- noun the smallest amount of a substance which can take part in a chemical reaction
- The smallest particle that retains all the properties of an element. Atoms are composed of protons, neutrons, and electrons, with protium, which is hydrogen-1, being the sole exception as it has no neutrons. The positively charged proton and neutral neutron are clustered together in the nucleus. The negatively charged electrons revolve in energy levels surrounding the nucleus. Atoms are overall neutral in charge, as the number of electrons equals the number of protons. If the number of electrons is not equal to the number of protons, you have a charged atom, which is a type of ion.
- In computers, the smallest element within an information structure. For example, a character or a pixel.
- noun a fundamental unit of a chemical element and the smallest part of an element that can exist independently
- noun the smallest part into which an element can be divided and still keep its properties. It consists of a dense, positively charged nucleus surrounded by a system of electrons.

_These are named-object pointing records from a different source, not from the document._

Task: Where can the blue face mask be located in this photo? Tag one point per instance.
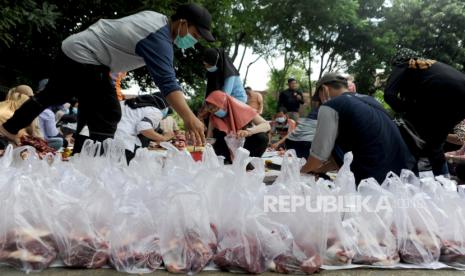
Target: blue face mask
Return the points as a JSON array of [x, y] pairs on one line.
[[220, 113], [165, 112], [185, 42], [212, 69]]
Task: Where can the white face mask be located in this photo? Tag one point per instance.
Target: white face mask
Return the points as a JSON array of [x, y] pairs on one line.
[[280, 120]]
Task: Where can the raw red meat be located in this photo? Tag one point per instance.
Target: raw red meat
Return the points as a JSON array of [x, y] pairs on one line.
[[194, 257], [28, 250], [452, 252], [180, 141], [247, 255], [336, 254], [125, 259], [85, 252], [137, 256], [288, 263], [419, 248], [39, 144]]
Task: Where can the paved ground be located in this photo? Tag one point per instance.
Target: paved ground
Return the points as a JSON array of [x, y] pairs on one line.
[[353, 272]]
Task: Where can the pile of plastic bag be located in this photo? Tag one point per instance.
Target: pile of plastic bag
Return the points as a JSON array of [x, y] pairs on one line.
[[96, 211]]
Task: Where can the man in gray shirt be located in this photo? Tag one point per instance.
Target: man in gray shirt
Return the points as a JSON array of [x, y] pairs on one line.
[[358, 124], [118, 45]]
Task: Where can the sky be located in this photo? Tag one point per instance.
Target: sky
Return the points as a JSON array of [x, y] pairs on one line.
[[259, 72], [258, 75]]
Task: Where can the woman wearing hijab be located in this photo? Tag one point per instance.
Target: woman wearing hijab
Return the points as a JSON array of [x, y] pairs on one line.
[[222, 75], [141, 115], [231, 116], [430, 95]]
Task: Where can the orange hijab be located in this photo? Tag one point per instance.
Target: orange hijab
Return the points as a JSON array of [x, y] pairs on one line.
[[238, 113]]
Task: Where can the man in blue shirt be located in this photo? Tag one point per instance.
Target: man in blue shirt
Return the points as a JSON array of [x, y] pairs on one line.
[[120, 45], [356, 123]]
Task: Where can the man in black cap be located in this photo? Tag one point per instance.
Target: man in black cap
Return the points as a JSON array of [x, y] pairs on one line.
[[356, 123], [120, 45], [291, 99]]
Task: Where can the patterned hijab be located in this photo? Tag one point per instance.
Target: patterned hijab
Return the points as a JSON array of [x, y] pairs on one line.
[[413, 59]]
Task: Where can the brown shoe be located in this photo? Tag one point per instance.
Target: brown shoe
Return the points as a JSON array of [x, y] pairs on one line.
[[12, 137]]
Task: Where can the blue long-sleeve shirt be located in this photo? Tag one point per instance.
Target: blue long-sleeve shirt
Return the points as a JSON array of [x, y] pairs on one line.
[[126, 44], [233, 87]]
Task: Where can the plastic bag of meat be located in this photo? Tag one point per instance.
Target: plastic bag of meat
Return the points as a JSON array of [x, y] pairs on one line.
[[233, 142], [340, 247], [26, 241], [248, 240], [39, 144], [371, 227], [80, 244], [186, 239], [449, 211], [134, 242], [415, 226], [303, 254]]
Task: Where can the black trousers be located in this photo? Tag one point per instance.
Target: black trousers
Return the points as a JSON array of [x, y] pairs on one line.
[[255, 144], [99, 107], [302, 148]]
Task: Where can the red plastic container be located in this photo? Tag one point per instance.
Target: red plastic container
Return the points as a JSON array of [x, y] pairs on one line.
[[197, 155]]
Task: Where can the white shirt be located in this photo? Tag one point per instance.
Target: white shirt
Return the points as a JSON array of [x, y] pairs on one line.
[[133, 121]]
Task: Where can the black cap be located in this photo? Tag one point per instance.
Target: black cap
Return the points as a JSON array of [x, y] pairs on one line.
[[197, 15], [290, 80], [330, 78]]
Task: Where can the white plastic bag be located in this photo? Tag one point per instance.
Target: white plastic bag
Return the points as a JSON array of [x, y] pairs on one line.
[[234, 143], [26, 240], [134, 239], [375, 243], [415, 226], [186, 239], [303, 252], [80, 244], [449, 211], [248, 241]]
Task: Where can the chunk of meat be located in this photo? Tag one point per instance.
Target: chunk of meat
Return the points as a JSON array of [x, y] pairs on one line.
[[85, 252], [28, 249]]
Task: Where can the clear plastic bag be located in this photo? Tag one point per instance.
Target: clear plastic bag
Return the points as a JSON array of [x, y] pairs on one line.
[[26, 240], [80, 243], [134, 239], [248, 241], [186, 239], [303, 252], [415, 226], [376, 244], [449, 211], [234, 143]]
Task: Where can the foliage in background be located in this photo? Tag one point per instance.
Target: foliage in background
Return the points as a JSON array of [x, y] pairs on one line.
[[359, 36], [379, 96], [270, 106]]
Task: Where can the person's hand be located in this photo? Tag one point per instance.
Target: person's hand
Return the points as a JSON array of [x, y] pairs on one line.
[[168, 135], [324, 94], [243, 133], [203, 113], [195, 131]]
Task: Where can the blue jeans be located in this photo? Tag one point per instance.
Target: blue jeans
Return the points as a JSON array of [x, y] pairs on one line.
[[55, 142]]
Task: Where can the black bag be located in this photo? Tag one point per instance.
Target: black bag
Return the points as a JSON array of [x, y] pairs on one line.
[[410, 136], [156, 100]]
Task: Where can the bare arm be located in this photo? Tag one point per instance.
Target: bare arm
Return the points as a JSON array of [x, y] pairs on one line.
[[153, 135], [260, 125], [195, 128], [260, 104], [210, 129], [454, 139]]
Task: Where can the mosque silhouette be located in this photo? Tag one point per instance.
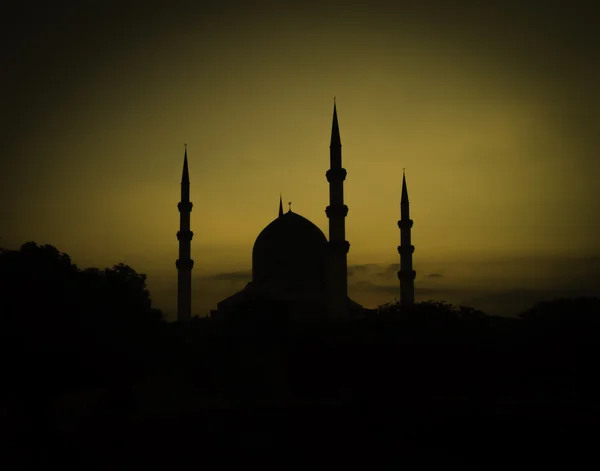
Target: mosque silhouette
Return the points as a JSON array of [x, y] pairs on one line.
[[295, 269]]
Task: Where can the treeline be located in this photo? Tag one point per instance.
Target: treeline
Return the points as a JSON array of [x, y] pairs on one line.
[[73, 336]]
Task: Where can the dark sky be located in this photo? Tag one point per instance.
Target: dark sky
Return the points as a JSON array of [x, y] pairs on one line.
[[493, 108]]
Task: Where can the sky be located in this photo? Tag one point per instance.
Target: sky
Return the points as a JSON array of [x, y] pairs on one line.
[[491, 107]]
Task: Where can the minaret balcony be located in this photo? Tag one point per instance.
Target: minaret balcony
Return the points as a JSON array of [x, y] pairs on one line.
[[336, 211], [336, 175], [185, 206], [406, 249], [183, 264], [407, 275], [184, 235], [337, 246]]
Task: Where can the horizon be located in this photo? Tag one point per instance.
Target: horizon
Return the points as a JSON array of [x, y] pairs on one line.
[[491, 111]]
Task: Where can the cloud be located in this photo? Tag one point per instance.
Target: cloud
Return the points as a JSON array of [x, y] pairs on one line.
[[232, 276]]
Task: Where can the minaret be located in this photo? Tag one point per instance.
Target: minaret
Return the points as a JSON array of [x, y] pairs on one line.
[[406, 275], [280, 206], [336, 212], [184, 236]]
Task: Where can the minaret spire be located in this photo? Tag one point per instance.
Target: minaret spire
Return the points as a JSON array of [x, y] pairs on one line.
[[280, 206], [406, 275], [184, 263], [336, 212]]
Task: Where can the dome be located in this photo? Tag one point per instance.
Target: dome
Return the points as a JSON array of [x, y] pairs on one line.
[[290, 250]]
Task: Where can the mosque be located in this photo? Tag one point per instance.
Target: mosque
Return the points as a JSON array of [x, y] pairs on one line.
[[296, 271]]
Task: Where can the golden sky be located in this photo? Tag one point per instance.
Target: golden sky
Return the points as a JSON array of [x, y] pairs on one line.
[[492, 111]]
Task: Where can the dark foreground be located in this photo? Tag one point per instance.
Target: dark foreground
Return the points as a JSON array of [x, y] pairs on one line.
[[448, 433]]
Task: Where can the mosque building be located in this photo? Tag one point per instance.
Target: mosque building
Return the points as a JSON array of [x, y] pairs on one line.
[[296, 271]]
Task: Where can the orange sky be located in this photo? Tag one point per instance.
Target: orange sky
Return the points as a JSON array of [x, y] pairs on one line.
[[491, 111]]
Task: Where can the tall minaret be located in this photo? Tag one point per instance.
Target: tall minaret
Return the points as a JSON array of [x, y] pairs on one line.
[[406, 275], [336, 212], [184, 236]]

- noun the smallest unit of a chemical element, which can be used as a source of nuclear energy
Origin & History of “atom”
Etymologically, atom means ‘not cut, indivisible’. Greek átomos ‘that which cannot be divided up any further’ was formed from the negative prefix a- ‘not’ and the base *tom-‘cut’ (source also of English anatomy and tome), and was applied in the middle Ages not just to the smallest imaginable particle of matter, but also to the smallest imaginable division of time; an hour contained 22,560 atoms. Its use by classical writers on physics and philosophy, such as Democritus and Epicurus, was sustained by medieval philosophers, and the word was ready and waiting for 19th-century chemists when they came to describe and name the smallest unit of an element, composed of a nucleus surrounded by electrons.